Abstract
Unsupervised domain adaptation for semantic segmentation aims to transfer the knowledge learned from a labeled synthetic source domain to an unlabeled real-world target domain. The main challenge lies in the difference between the two domains, i.e., the so-called “domain gap”. Although the two domains are supposed to share the same set of class labels, the semantics encoded by the source labels are not always consistent with those of the target data.
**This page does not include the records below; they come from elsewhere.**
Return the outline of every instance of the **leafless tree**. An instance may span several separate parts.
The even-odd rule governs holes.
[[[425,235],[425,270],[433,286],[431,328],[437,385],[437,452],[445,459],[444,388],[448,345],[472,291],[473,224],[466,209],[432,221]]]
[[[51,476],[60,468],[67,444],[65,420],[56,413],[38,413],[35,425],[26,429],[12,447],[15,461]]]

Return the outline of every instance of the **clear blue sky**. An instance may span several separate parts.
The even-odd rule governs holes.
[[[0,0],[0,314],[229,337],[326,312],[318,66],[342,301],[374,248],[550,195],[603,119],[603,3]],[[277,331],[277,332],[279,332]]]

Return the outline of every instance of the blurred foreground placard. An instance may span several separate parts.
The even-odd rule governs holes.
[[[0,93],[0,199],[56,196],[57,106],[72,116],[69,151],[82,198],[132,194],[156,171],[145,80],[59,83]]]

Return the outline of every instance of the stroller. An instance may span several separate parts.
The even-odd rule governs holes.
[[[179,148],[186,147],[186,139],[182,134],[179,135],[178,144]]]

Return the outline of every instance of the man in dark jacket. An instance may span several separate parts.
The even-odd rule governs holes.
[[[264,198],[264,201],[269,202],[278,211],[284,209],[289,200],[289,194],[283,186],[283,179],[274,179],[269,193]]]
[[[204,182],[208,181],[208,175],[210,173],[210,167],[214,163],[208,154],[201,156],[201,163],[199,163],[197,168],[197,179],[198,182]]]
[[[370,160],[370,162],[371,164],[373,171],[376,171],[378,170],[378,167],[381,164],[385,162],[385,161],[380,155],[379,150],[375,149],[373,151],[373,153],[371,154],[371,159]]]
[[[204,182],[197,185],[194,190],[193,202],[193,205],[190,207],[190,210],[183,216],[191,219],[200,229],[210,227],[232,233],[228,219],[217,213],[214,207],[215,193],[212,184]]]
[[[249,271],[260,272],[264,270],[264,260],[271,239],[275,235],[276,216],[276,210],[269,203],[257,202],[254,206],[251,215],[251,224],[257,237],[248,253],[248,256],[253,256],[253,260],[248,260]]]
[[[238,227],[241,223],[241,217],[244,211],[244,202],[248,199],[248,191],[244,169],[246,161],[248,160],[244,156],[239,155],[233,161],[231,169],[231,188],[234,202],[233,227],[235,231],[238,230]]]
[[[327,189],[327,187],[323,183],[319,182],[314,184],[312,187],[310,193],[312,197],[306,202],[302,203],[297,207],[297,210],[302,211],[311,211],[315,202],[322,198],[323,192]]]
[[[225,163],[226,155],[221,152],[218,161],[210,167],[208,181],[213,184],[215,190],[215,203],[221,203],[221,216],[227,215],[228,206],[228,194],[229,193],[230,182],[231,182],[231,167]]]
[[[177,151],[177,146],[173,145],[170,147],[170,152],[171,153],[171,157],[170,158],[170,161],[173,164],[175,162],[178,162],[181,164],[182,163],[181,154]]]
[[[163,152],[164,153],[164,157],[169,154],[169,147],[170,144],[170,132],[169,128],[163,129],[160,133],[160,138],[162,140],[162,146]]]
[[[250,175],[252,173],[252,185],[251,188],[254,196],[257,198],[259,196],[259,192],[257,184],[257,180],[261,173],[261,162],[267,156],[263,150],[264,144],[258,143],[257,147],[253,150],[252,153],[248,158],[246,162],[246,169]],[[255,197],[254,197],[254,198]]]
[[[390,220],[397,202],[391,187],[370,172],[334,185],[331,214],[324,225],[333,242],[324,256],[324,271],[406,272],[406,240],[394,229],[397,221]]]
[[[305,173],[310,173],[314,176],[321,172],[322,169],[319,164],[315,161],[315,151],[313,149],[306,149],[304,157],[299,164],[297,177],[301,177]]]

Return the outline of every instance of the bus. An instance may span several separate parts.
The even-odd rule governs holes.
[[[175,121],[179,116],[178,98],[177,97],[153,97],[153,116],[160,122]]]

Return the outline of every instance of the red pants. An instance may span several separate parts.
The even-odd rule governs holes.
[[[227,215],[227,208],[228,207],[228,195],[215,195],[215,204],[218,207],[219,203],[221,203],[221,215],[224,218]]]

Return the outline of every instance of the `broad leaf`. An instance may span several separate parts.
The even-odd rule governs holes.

Some recent efforts have been taken to explore the domain-specific semantics by conducting a within-domain adaptation using the predicted pseudo labels of the target data. The quality of the pseudo labels is therefore essential to the within-domain adaptation. In this paper, we propose a unified framework to progressively facilitate the adaptation towards the target domain. First, we propose to conduct the cross-domain adaptation through a novel source label relaxation. The relaxed labels offer a good trade-off between the source supervision and the target semantics. Next, we propose a dual-level self-regularization to regularize the pseudo-label learning and also to tackle the class-imbalanced issue in the within-domain adaptation stage. The experiment results on two benchmarks, i.e., GTA5\(\rightarrow \)Cityscapes and SYNTHIA\(\rightarrow \)Cityscapes, show considerable improvement over the strong baseline and demonstrate the superiority of our framework over other methods.
J. Chang and Y-T Pang—Contributed equally.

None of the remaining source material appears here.